The Village It’s business as usual as American black ops conduct a brutal raid in an unnamed South American country. In the story’s arresting final image, a moment of clarity pierces the violence.
The Night Johnny Ace Died A love triangle plays out among hard-luck musicians in the heady early days of rock ‘n’ roll.
Water People A rivalry between two oil barge workers spins out of control, in this moody evocation of gulf coast life in the 1950s.
Texas City, 1947 After their father disappears, the Sonnier kids take it upon themselves to get rid of their abusive stepmother.
Mist A recovering junkie struggles to remain sober after her husband dies in Iraq.
A Season of Regret contains an account of outlaw bikers an antique rifle and a good man’s rage yield surprising results.
The Molester kicks off a trio of stories featuring Charlie and his best friend Nick Hauser, two kids growing up in 1940s Houston. In this first entry, Nick is a Golden Gloves boxer who falls under the spell of an older man with ambiguous motives.
The Burning of the Flag Charlie and Nick again, this time as pre-adolescents.

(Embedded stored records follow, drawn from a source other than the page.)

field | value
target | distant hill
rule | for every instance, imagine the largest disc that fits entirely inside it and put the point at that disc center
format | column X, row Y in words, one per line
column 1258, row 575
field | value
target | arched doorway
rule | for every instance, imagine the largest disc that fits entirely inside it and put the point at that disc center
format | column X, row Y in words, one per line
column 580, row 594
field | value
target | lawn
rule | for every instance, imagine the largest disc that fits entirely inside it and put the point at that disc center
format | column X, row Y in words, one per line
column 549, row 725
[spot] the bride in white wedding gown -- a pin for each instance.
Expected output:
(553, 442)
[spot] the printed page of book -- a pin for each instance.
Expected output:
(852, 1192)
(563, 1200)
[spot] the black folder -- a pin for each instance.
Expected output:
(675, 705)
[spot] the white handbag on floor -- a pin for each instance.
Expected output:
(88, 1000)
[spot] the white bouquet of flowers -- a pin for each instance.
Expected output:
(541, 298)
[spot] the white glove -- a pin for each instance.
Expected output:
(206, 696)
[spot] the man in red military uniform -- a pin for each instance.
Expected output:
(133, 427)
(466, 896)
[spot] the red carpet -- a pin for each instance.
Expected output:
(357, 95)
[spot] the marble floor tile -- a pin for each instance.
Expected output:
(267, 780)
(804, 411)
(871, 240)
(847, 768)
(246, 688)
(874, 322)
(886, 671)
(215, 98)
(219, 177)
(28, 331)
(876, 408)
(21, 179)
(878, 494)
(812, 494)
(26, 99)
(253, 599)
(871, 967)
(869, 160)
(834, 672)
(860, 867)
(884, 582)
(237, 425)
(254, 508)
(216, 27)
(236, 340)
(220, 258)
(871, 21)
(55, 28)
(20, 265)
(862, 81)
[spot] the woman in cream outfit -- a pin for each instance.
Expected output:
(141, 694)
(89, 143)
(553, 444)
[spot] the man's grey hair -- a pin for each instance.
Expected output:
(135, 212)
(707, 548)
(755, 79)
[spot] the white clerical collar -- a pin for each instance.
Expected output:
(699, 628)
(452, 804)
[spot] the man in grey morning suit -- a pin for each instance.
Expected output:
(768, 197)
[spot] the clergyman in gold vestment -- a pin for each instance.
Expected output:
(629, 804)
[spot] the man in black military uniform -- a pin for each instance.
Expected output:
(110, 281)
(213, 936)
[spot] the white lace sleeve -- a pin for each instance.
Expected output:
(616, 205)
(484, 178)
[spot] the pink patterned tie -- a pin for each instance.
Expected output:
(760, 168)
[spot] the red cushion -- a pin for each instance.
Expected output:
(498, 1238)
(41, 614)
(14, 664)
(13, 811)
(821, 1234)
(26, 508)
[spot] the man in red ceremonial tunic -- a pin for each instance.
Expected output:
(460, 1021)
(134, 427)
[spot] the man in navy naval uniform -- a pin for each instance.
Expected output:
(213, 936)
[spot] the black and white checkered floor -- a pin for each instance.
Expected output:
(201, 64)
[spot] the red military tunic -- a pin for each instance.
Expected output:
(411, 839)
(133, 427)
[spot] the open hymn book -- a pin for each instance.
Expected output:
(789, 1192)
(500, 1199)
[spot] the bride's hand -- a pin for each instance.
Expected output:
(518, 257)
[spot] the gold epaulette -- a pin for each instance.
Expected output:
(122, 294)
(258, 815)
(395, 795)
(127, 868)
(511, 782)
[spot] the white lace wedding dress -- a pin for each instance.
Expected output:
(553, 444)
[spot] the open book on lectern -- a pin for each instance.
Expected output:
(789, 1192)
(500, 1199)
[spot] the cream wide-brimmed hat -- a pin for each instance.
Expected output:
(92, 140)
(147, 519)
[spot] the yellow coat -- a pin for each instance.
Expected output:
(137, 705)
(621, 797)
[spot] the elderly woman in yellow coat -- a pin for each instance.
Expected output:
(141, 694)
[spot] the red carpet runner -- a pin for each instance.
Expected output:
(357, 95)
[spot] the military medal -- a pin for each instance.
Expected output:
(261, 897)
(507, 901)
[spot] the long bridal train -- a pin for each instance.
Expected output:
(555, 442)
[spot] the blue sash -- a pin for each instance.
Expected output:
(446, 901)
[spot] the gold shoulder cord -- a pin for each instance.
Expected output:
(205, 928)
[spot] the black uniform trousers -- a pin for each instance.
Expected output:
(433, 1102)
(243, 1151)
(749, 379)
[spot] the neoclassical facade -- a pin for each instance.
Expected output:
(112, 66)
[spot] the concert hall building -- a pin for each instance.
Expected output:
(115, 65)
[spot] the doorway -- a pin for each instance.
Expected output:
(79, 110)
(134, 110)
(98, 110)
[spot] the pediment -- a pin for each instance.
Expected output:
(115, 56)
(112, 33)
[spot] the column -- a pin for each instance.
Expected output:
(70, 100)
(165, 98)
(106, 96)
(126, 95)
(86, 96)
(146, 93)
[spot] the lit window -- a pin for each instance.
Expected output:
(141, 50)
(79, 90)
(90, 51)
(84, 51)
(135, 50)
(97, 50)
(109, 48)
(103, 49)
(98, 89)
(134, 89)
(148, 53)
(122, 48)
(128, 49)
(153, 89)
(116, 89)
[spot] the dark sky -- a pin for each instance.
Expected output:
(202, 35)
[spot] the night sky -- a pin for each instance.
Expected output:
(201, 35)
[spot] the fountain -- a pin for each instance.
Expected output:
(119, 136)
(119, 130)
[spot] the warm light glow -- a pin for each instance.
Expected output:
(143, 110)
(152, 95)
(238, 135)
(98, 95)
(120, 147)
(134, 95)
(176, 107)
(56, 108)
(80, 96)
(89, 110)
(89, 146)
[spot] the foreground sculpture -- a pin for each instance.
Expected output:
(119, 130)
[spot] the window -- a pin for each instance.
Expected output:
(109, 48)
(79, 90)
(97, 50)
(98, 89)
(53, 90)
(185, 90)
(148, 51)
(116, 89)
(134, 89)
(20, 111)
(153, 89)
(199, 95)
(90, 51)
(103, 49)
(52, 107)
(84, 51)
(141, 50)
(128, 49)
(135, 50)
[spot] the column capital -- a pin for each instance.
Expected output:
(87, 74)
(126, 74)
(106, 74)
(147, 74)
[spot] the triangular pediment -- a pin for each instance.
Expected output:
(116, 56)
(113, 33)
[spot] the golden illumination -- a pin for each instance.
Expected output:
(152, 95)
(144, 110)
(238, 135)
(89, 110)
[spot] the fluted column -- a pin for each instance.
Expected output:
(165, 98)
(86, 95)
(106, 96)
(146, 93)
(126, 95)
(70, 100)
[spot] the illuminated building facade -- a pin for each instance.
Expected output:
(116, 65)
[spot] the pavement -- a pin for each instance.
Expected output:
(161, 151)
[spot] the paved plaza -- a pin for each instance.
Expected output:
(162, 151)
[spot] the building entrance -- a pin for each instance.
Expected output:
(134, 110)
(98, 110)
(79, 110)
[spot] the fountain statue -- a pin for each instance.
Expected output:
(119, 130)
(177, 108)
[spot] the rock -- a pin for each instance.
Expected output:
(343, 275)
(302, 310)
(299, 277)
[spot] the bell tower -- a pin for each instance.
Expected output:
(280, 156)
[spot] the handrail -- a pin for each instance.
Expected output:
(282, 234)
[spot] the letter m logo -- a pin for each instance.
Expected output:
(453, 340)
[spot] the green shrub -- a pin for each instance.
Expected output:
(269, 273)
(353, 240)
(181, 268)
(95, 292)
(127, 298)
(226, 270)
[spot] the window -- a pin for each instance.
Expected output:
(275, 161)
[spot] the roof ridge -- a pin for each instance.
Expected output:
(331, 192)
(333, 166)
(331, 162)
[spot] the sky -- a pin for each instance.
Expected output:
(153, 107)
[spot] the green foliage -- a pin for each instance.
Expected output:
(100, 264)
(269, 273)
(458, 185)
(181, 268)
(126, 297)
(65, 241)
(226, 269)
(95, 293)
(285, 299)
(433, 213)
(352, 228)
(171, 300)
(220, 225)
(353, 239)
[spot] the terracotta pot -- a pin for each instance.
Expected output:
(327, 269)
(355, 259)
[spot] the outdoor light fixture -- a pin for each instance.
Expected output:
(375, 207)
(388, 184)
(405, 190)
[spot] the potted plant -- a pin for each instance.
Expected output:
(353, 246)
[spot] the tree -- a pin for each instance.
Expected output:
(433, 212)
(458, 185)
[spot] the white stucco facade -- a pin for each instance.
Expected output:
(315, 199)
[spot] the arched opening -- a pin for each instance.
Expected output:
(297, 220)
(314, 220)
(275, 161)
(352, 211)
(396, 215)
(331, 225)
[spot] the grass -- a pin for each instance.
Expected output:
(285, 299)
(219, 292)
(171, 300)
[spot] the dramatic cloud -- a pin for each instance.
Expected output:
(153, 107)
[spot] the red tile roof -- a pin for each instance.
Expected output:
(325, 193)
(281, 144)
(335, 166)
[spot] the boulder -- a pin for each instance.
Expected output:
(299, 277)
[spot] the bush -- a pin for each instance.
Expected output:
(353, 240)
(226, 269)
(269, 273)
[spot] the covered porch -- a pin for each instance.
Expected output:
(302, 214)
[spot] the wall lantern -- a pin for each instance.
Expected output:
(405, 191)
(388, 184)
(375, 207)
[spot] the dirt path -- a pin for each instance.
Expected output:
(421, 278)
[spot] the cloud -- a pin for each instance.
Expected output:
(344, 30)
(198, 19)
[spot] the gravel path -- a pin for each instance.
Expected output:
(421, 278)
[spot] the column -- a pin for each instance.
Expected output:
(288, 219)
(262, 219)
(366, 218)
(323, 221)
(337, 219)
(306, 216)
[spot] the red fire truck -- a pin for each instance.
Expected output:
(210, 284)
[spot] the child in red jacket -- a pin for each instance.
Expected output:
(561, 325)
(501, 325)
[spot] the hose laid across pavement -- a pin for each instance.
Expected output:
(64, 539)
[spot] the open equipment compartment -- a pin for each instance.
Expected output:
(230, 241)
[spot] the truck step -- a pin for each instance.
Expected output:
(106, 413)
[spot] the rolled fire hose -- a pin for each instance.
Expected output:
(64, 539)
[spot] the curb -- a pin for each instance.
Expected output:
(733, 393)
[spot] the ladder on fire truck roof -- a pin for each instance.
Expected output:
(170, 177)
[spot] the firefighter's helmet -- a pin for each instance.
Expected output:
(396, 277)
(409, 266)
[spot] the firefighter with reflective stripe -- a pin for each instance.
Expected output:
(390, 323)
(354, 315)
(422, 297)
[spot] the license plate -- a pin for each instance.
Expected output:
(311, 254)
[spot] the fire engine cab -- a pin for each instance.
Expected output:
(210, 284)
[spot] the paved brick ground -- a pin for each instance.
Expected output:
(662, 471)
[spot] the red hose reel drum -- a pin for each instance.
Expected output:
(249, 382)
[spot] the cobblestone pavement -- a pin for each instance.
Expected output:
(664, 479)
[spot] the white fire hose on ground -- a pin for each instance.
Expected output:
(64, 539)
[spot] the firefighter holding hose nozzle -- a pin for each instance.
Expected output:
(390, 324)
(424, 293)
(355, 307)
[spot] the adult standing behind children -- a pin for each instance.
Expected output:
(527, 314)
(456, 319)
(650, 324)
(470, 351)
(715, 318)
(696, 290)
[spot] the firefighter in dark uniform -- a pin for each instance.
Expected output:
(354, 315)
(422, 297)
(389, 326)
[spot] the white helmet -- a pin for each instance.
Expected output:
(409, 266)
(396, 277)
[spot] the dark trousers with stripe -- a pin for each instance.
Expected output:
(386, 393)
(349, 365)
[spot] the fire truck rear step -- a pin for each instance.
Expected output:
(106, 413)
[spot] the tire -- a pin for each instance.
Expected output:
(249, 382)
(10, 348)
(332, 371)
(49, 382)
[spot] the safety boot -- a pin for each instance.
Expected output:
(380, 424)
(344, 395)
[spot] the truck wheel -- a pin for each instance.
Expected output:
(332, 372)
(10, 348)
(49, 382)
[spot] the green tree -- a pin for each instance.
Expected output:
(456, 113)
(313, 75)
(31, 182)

The boys find their friendship tested when their American flag is stolen.
Why Bugsy Siegel Was a Friend of Mine In this humorous but bittersweet fable about hero worship and self-reliance, Charlie and Nick meet the famous gangster and teach him yo-yo tricks. Complications ensue when they attempt to enlist Siegel in their campaign against the neighborhood bully.
Jesus Out to Sea The title story was Burke’s first published piece of fiction that responded to Hurricane Katrina. As two old junkie musicians float through the drowned city, they are overwhelmed by memories of their lives in “The Big Sleazy.” A plaintive valentine to the New Orleans of years past, and a heartrending portrait of those left behind after the storm.
Eschewing the genre trappings of the Robicheaux and Billy Bob Holland series, these are indelible stories of survival, loss, and memory. James Lee Burke’s JESUS OUT TO SEA reveals new dimensions of an American master.